Aubrey Huff

Coming to terms with the loss of Buster Posey

Haven’t been around much lately on the blog or Twitter. I went to a bachelor party on Wednesday that lasted until after 3 am, and in a related story my sister got married on Saturday up in Humboldt County. So I’ve spent most of the last week hanging out with family, driving, eating and drinking — just not all at the same time, thankfully.

During the bachelor party, I stole glances at the Giants score throughout the evening, including at Bourbon and Branch (horrible spot for a bachelor party, since each drink took roughly 34 minutes to make) when I saw the Giants lost 7-6 in the 12th inning. It wasn’t until I opened up my laptop at 10:30 the next morning that I saw Buster Posey’s ankle was put through the wood chipper from Fargo the night before.

I still haven’t seen a replay of the collision.

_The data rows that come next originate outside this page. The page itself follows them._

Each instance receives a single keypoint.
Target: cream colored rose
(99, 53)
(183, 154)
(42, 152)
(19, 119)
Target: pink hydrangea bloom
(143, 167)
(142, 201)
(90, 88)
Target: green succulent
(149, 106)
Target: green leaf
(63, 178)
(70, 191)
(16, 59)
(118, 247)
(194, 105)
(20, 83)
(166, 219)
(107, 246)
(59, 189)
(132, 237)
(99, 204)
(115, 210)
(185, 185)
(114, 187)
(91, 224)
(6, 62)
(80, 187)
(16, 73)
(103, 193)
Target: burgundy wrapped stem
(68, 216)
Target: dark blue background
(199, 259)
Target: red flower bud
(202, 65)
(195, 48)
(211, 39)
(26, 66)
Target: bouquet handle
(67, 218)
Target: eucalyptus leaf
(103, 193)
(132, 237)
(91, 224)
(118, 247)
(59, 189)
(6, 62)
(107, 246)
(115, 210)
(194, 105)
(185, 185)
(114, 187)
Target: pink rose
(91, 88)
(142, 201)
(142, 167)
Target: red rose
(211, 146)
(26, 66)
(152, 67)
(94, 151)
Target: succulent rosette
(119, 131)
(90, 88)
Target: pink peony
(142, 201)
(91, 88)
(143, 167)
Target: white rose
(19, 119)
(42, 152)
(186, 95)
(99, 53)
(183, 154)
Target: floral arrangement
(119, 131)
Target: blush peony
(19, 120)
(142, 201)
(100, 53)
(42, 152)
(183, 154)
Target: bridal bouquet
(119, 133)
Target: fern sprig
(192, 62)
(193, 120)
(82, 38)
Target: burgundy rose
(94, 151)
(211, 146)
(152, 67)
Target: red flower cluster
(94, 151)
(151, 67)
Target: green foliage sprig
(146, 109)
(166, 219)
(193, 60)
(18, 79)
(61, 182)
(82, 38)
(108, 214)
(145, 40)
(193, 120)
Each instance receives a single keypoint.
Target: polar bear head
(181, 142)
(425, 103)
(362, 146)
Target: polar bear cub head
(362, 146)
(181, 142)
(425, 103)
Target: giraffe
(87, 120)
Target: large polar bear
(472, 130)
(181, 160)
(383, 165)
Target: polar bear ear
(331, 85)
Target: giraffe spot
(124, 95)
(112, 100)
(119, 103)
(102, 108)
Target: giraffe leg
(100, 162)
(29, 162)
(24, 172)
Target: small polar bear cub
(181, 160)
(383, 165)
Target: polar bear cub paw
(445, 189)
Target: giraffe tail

In my woozy state on Thursday morning, I didn’t think I could handle it. Then I drove for five hours and spent every waking moment with family for about 60 straight hours, hearing about the injury from everyone who’d seen it, and I figured I got the gist. Plus, the whole idea of a rule change seems kind of far-fetched. They can fine or suspend guys who smash into catchers unnecessarily (if the catcher isn’t blocking the plate or the guy getting run over isn’t A.J. Pierzynski), but the real issue is how the loss of Posey for presumably the rest of the season will affect a team with a ridiculously good pitching staff and an embarrassingly bad offense, and to a lesser extent a group of fans that’s in the middle of a pretty impressive sellout streak. For everyone mentioned, Posey’s loss is going to hurt. Not as badly as Posey’s ankle did that night, but the pain’s still palpable.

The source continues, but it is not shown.